You are viewing a plain text version of this content. The canonical link for it is here.
Posted to commits@manifoldcf.apache.org by kw...@apache.org on 2015/09/08 20:53:58 UTC
svn commit: r1701852 - in
/manifoldcf/branches/CONNECTORS-1233/connectors/amazons3/connector/src/main/java/org/apache/manifoldcf/crawler/connectors/amazons3:
AmazonS3Connector.java GenericDocumentProcess.java
Author: kwright
Date: Tue Sep 8 18:53:58 2015
New Revision: 1701852
URL: http://svn.apache.org/r1701852
Log:
Add exception handling
Modified:
manifoldcf/branches/CONNECTORS-1233/connectors/amazons3/connector/src/main/java/org/apache/manifoldcf/crawler/connectors/amazons3/AmazonS3Connector.java
manifoldcf/branches/CONNECTORS-1233/connectors/amazons3/connector/src/main/java/org/apache/manifoldcf/crawler/connectors/amazons3/GenericDocumentProcess.java
Modified: manifoldcf/branches/CONNECTORS-1233/connectors/amazons3/connector/src/main/java/org/apache/manifoldcf/crawler/connectors/amazons3/AmazonS3Connector.java
URL: http://svn.apache.org/viewvc/manifoldcf/branches/CONNECTORS-1233/connectors/amazons3/connector/src/main/java/org/apache/manifoldcf/crawler/connectors/amazons3/AmazonS3Connector.java?rev=1701852&r1=1701851&r2=1701852&view=diff
==============================================================================
--- manifoldcf/branches/CONNECTORS-1233/connectors/amazons3/connector/src/main/java/org/apache/manifoldcf/crawler/connectors/amazons3/AmazonS3Connector.java (original)
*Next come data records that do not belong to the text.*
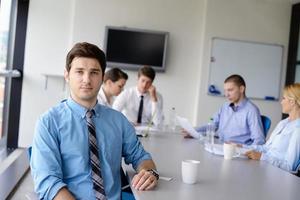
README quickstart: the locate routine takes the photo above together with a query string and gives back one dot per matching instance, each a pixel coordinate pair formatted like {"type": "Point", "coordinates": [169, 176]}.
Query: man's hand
{"type": "Point", "coordinates": [185, 134]}
{"type": "Point", "coordinates": [144, 180]}
{"type": "Point", "coordinates": [254, 155]}
{"type": "Point", "coordinates": [152, 92]}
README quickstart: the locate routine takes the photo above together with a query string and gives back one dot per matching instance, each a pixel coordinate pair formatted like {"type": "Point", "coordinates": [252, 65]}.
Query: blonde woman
{"type": "Point", "coordinates": [113, 83]}
{"type": "Point", "coordinates": [283, 147]}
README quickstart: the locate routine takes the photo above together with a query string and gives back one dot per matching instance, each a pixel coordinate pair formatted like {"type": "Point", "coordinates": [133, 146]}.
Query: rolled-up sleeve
{"type": "Point", "coordinates": [45, 161]}
{"type": "Point", "coordinates": [133, 150]}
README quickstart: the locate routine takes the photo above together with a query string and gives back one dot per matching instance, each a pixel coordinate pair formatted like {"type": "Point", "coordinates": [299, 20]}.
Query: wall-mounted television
{"type": "Point", "coordinates": [129, 48]}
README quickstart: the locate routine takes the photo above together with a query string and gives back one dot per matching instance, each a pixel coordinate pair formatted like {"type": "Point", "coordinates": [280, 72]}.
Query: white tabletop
{"type": "Point", "coordinates": [220, 179]}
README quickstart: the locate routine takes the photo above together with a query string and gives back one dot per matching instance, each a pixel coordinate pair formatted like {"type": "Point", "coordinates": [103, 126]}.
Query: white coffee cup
{"type": "Point", "coordinates": [189, 170]}
{"type": "Point", "coordinates": [230, 151]}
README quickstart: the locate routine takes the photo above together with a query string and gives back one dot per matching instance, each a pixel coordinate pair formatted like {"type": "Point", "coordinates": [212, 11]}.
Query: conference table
{"type": "Point", "coordinates": [219, 179]}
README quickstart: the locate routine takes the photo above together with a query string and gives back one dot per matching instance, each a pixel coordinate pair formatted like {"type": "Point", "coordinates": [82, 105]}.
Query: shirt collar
{"type": "Point", "coordinates": [80, 110]}
{"type": "Point", "coordinates": [240, 105]}
{"type": "Point", "coordinates": [140, 94]}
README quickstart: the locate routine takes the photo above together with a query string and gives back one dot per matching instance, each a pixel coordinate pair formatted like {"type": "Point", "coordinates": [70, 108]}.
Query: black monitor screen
{"type": "Point", "coordinates": [131, 48]}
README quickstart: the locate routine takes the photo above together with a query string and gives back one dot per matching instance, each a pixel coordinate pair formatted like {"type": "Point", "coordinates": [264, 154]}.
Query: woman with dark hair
{"type": "Point", "coordinates": [113, 83]}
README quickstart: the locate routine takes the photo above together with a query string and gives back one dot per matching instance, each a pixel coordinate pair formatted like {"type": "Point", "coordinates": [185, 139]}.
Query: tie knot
{"type": "Point", "coordinates": [89, 114]}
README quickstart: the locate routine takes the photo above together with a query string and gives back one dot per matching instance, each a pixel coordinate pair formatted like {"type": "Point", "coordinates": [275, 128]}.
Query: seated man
{"type": "Point", "coordinates": [141, 104]}
{"type": "Point", "coordinates": [113, 84]}
{"type": "Point", "coordinates": [79, 144]}
{"type": "Point", "coordinates": [239, 119]}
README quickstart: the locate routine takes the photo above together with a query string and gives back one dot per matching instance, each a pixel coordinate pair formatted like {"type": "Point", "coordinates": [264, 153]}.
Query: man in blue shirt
{"type": "Point", "coordinates": [239, 119]}
{"type": "Point", "coordinates": [60, 161]}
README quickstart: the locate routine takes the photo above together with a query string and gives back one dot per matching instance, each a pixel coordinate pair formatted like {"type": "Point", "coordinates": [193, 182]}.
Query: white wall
{"type": "Point", "coordinates": [55, 25]}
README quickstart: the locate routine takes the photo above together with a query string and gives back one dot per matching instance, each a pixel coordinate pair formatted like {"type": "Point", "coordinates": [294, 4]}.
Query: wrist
{"type": "Point", "coordinates": [154, 173]}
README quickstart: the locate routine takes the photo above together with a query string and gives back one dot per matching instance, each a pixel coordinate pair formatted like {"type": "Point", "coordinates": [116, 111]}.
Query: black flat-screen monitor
{"type": "Point", "coordinates": [129, 48]}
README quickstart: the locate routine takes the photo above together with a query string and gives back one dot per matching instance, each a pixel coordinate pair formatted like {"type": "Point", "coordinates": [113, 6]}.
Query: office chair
{"type": "Point", "coordinates": [266, 121]}
{"type": "Point", "coordinates": [297, 170]}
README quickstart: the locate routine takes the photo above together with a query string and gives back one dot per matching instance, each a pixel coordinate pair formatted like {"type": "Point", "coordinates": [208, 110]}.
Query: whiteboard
{"type": "Point", "coordinates": [259, 64]}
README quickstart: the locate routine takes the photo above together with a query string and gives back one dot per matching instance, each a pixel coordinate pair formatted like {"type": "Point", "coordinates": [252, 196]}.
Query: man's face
{"type": "Point", "coordinates": [233, 92]}
{"type": "Point", "coordinates": [85, 79]}
{"type": "Point", "coordinates": [287, 104]}
{"type": "Point", "coordinates": [144, 83]}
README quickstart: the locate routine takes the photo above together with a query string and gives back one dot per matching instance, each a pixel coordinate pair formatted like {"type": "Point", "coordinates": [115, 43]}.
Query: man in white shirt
{"type": "Point", "coordinates": [141, 104]}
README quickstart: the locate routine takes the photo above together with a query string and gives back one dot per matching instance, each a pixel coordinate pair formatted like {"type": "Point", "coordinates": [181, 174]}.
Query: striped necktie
{"type": "Point", "coordinates": [94, 157]}
{"type": "Point", "coordinates": [140, 112]}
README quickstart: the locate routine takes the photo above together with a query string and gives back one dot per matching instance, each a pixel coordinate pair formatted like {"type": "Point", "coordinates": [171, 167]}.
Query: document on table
{"type": "Point", "coordinates": [185, 124]}
{"type": "Point", "coordinates": [218, 150]}
{"type": "Point", "coordinates": [142, 128]}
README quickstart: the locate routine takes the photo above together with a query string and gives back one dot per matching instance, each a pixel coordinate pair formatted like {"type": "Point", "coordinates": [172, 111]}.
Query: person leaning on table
{"type": "Point", "coordinates": [283, 147]}
{"type": "Point", "coordinates": [142, 104]}
{"type": "Point", "coordinates": [78, 145]}
{"type": "Point", "coordinates": [113, 83]}
{"type": "Point", "coordinates": [239, 119]}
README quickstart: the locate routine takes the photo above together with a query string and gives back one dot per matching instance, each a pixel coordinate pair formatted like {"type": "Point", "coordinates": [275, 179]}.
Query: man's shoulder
{"type": "Point", "coordinates": [249, 104]}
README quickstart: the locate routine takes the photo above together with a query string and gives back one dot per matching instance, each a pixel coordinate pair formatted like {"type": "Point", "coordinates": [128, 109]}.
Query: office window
{"type": "Point", "coordinates": [5, 19]}
{"type": "Point", "coordinates": [13, 24]}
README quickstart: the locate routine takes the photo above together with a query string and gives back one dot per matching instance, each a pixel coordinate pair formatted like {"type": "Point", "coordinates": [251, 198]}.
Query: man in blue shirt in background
{"type": "Point", "coordinates": [238, 120]}
{"type": "Point", "coordinates": [60, 161]}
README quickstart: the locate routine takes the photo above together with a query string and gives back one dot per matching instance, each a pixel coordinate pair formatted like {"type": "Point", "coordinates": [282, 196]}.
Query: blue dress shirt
{"type": "Point", "coordinates": [240, 124]}
{"type": "Point", "coordinates": [60, 150]}
{"type": "Point", "coordinates": [283, 147]}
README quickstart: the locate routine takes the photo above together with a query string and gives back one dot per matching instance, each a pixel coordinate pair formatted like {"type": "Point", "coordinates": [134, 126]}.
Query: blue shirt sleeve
{"type": "Point", "coordinates": [133, 150]}
{"type": "Point", "coordinates": [292, 156]}
{"type": "Point", "coordinates": [256, 127]}
{"type": "Point", "coordinates": [45, 161]}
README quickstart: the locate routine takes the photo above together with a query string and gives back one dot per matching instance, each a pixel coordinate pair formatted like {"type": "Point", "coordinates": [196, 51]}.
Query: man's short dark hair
{"type": "Point", "coordinates": [237, 79]}
{"type": "Point", "coordinates": [114, 75]}
{"type": "Point", "coordinates": [147, 71]}
{"type": "Point", "coordinates": [87, 50]}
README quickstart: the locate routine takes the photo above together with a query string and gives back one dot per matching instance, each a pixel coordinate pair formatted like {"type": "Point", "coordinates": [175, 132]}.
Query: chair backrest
{"type": "Point", "coordinates": [297, 170]}
{"type": "Point", "coordinates": [266, 121]}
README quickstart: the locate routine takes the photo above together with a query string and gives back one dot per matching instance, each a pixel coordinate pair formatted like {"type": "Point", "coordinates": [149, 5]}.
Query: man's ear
{"type": "Point", "coordinates": [66, 75]}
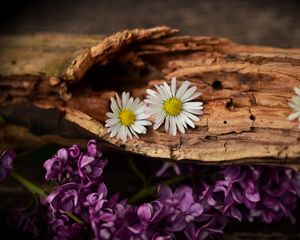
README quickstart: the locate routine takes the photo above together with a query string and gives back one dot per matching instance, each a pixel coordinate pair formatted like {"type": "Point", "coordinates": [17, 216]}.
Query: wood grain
{"type": "Point", "coordinates": [245, 90]}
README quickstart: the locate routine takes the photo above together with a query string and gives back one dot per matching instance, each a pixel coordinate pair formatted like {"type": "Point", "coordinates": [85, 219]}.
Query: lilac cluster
{"type": "Point", "coordinates": [6, 163]}
{"type": "Point", "coordinates": [80, 192]}
{"type": "Point", "coordinates": [79, 206]}
{"type": "Point", "coordinates": [181, 214]}
{"type": "Point", "coordinates": [259, 192]}
{"type": "Point", "coordinates": [78, 175]}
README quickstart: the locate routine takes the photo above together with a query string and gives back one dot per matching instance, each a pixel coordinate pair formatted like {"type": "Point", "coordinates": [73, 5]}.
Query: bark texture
{"type": "Point", "coordinates": [245, 90]}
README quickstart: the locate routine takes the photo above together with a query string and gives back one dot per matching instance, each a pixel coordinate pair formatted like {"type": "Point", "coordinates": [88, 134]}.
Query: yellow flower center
{"type": "Point", "coordinates": [172, 106]}
{"type": "Point", "coordinates": [127, 117]}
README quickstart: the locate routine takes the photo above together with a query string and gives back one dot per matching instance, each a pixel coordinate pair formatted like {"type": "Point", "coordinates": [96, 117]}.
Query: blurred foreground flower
{"type": "Point", "coordinates": [6, 163]}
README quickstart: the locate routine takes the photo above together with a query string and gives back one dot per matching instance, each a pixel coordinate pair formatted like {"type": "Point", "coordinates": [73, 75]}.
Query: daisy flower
{"type": "Point", "coordinates": [174, 107]}
{"type": "Point", "coordinates": [295, 105]}
{"type": "Point", "coordinates": [127, 118]}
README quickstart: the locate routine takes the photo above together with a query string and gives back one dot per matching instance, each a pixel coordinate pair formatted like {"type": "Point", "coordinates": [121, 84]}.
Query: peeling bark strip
{"type": "Point", "coordinates": [245, 89]}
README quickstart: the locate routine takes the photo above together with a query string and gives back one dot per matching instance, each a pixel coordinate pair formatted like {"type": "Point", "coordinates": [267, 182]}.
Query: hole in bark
{"type": "Point", "coordinates": [229, 105]}
{"type": "Point", "coordinates": [211, 138]}
{"type": "Point", "coordinates": [9, 97]}
{"type": "Point", "coordinates": [217, 85]}
{"type": "Point", "coordinates": [252, 117]}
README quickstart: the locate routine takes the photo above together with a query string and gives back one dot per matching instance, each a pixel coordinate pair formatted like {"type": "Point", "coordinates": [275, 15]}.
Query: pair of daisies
{"type": "Point", "coordinates": [166, 105]}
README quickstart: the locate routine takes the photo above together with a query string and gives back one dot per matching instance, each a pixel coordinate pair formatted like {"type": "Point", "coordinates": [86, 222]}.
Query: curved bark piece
{"type": "Point", "coordinates": [245, 90]}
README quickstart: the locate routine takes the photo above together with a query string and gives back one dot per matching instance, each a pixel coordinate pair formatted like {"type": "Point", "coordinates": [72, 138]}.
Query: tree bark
{"type": "Point", "coordinates": [245, 90]}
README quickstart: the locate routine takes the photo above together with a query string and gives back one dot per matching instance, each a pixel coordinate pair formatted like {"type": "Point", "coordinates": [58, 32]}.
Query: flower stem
{"type": "Point", "coordinates": [37, 190]}
{"type": "Point", "coordinates": [146, 192]}
{"type": "Point", "coordinates": [137, 172]}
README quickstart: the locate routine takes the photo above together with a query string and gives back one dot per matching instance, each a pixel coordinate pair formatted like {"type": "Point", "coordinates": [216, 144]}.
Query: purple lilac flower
{"type": "Point", "coordinates": [6, 163]}
{"type": "Point", "coordinates": [269, 193]}
{"type": "Point", "coordinates": [201, 212]}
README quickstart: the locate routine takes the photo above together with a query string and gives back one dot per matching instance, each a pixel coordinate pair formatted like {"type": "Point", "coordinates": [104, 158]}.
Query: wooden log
{"type": "Point", "coordinates": [245, 89]}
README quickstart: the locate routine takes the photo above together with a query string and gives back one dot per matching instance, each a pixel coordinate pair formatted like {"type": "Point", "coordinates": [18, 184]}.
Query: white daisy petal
{"type": "Point", "coordinates": [173, 128]}
{"type": "Point", "coordinates": [114, 106]}
{"type": "Point", "coordinates": [182, 89]}
{"type": "Point", "coordinates": [173, 86]}
{"type": "Point", "coordinates": [189, 93]}
{"type": "Point", "coordinates": [167, 89]}
{"type": "Point", "coordinates": [187, 120]}
{"type": "Point", "coordinates": [191, 116]}
{"type": "Point", "coordinates": [159, 120]}
{"type": "Point", "coordinates": [297, 90]}
{"type": "Point", "coordinates": [114, 131]}
{"type": "Point", "coordinates": [293, 116]}
{"type": "Point", "coordinates": [111, 122]}
{"type": "Point", "coordinates": [194, 111]}
{"type": "Point", "coordinates": [167, 123]}
{"type": "Point", "coordinates": [193, 96]}
{"type": "Point", "coordinates": [128, 117]}
{"type": "Point", "coordinates": [179, 124]}
{"type": "Point", "coordinates": [119, 101]}
{"type": "Point", "coordinates": [174, 107]}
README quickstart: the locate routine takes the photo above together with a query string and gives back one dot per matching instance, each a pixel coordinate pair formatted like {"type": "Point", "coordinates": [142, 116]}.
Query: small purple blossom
{"type": "Point", "coordinates": [6, 163]}
{"type": "Point", "coordinates": [188, 211]}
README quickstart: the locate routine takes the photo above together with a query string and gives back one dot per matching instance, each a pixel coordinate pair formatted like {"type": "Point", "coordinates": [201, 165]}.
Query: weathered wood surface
{"type": "Point", "coordinates": [245, 89]}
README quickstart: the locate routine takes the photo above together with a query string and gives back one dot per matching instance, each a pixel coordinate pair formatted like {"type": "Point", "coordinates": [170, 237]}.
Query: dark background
{"type": "Point", "coordinates": [274, 23]}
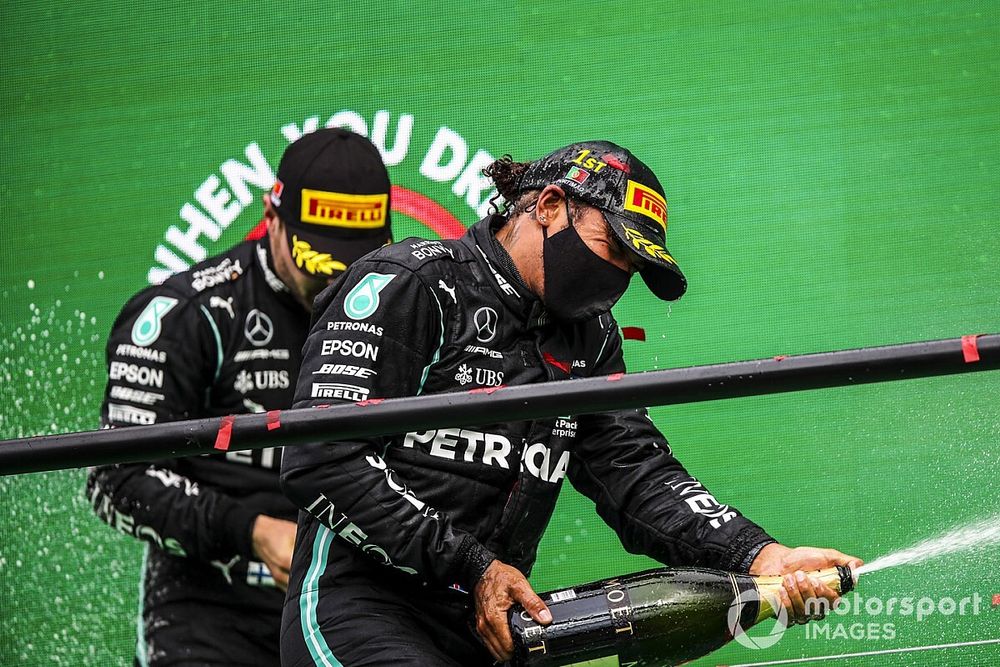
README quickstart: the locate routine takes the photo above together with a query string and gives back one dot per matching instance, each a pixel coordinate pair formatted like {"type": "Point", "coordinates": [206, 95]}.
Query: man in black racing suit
{"type": "Point", "coordinates": [225, 337]}
{"type": "Point", "coordinates": [406, 540]}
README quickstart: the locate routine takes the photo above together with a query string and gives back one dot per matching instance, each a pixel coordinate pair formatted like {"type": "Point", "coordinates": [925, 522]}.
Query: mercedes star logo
{"type": "Point", "coordinates": [486, 324]}
{"type": "Point", "coordinates": [258, 328]}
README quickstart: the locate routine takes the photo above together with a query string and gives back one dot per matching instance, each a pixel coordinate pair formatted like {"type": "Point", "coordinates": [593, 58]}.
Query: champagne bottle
{"type": "Point", "coordinates": [657, 617]}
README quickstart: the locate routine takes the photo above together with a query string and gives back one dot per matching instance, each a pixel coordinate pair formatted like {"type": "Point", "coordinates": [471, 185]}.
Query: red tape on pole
{"type": "Point", "coordinates": [273, 419]}
{"type": "Point", "coordinates": [970, 349]}
{"type": "Point", "coordinates": [225, 433]}
{"type": "Point", "coordinates": [634, 333]}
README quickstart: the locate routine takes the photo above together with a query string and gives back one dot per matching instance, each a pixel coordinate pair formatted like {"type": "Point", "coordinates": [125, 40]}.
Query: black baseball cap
{"type": "Point", "coordinates": [332, 193]}
{"type": "Point", "coordinates": [627, 192]}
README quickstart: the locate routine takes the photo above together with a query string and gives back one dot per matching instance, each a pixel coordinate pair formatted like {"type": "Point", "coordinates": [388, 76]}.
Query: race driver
{"type": "Point", "coordinates": [225, 337]}
{"type": "Point", "coordinates": [413, 547]}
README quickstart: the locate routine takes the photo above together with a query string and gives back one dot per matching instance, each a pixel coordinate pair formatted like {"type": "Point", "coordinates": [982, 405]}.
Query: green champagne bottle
{"type": "Point", "coordinates": [657, 617]}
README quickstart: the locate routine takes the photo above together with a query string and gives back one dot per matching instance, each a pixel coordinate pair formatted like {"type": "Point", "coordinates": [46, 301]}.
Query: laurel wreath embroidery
{"type": "Point", "coordinates": [313, 261]}
{"type": "Point", "coordinates": [642, 243]}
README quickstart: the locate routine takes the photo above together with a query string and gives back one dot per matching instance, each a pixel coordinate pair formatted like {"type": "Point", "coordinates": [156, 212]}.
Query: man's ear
{"type": "Point", "coordinates": [271, 219]}
{"type": "Point", "coordinates": [550, 205]}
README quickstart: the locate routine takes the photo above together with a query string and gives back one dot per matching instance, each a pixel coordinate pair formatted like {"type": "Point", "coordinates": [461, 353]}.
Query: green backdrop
{"type": "Point", "coordinates": [832, 175]}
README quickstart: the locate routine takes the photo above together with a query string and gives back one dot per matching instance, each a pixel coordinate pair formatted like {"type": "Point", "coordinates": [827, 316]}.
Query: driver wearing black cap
{"type": "Point", "coordinates": [413, 547]}
{"type": "Point", "coordinates": [225, 337]}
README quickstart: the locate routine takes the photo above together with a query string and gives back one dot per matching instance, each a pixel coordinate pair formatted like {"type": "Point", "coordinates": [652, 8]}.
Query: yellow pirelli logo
{"type": "Point", "coordinates": [340, 210]}
{"type": "Point", "coordinates": [646, 201]}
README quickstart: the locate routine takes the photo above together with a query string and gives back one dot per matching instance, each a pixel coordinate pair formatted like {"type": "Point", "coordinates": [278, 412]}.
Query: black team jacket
{"type": "Point", "coordinates": [435, 507]}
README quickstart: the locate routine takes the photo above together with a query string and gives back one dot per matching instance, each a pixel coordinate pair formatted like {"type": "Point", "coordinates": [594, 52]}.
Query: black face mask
{"type": "Point", "coordinates": [579, 284]}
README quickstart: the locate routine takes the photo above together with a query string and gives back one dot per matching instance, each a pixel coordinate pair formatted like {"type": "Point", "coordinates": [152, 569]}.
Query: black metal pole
{"type": "Point", "coordinates": [400, 415]}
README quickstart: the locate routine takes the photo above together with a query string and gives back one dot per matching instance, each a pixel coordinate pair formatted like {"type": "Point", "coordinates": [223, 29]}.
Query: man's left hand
{"type": "Point", "coordinates": [799, 586]}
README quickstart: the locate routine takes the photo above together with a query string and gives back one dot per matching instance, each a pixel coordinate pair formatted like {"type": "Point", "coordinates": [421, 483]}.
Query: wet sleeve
{"type": "Point", "coordinates": [162, 356]}
{"type": "Point", "coordinates": [625, 465]}
{"type": "Point", "coordinates": [377, 332]}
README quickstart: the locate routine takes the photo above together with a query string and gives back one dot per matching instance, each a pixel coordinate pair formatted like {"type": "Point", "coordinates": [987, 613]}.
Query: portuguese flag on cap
{"type": "Point", "coordinates": [577, 174]}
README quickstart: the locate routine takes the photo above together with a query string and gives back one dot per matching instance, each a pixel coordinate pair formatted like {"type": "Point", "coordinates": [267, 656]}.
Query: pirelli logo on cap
{"type": "Point", "coordinates": [340, 210]}
{"type": "Point", "coordinates": [647, 202]}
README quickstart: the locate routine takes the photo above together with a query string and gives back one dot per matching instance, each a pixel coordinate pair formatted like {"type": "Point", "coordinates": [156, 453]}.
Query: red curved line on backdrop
{"type": "Point", "coordinates": [421, 208]}
{"type": "Point", "coordinates": [424, 209]}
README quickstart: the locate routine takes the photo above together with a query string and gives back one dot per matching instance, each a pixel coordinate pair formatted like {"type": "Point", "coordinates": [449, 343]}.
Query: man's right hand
{"type": "Point", "coordinates": [273, 541]}
{"type": "Point", "coordinates": [500, 587]}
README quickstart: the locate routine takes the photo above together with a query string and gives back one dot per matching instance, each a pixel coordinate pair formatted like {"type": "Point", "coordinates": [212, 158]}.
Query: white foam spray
{"type": "Point", "coordinates": [976, 536]}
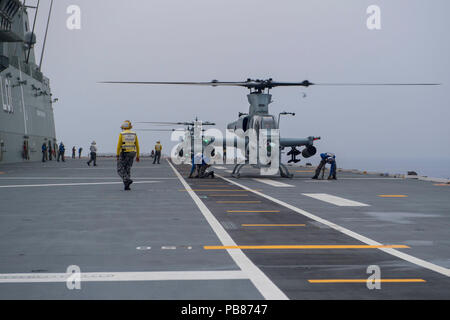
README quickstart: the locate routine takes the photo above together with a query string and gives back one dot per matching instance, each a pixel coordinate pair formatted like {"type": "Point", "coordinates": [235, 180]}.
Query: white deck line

+++ manifoldcf/branches/CONNECTORS-1233/connectors/amazons3/connector/src/main/java/org/apache/manifoldcf/crawler/connectors/amazons3/AmazonS3Connector.java Tue Sep 8 18:53:58 2015
@@ -180,8 +180,9 @@ public class AmazonS3Connector extends B
* Get the Amazons3 client, relevant access keys should have been posted
* already
* @return
+ * @throws ManifoldCFException
*/
- protected AmazonS3 getClient() {
+ protected AmazonS3 getClient() throws ManifoldCFException {
if (amazonS3 == null) {
try {
BasicAWSCredentials awsCreds = new BasicAWSCredentials(
@@ -191,7 +192,8 @@ public class AmazonS3Connector extends B
catch (Exception e) {
Logging.connectors
.error("Error while amazon s3 connectionr", e);
-
+ throw new ManifoldCFException(
+ "Amazon client can not connect at the moment",e.getCause());
}
}
lastSessionFetch = System.currentTimeMillis();
@@ -612,12 +614,12 @@ public class AmazonS3Connector extends B
if (unparsedBuckets != null && StringUtils.isNotEmpty(unparsedBuckets))
bucketsToRemove = unparsedBuckets.split(BUCKET_SPLITTER);
// get seeds
- GeedSeeds(activities, bucketsToRemove);
+ getSeeds(activities, bucketsToRemove);
return new Long(seedTime).toString();
}
- private void GeedSeeds(ISeedingActivity activities, String[] buckets)
+ private void getSeeds(ISeedingActivity activities, String[] buckets)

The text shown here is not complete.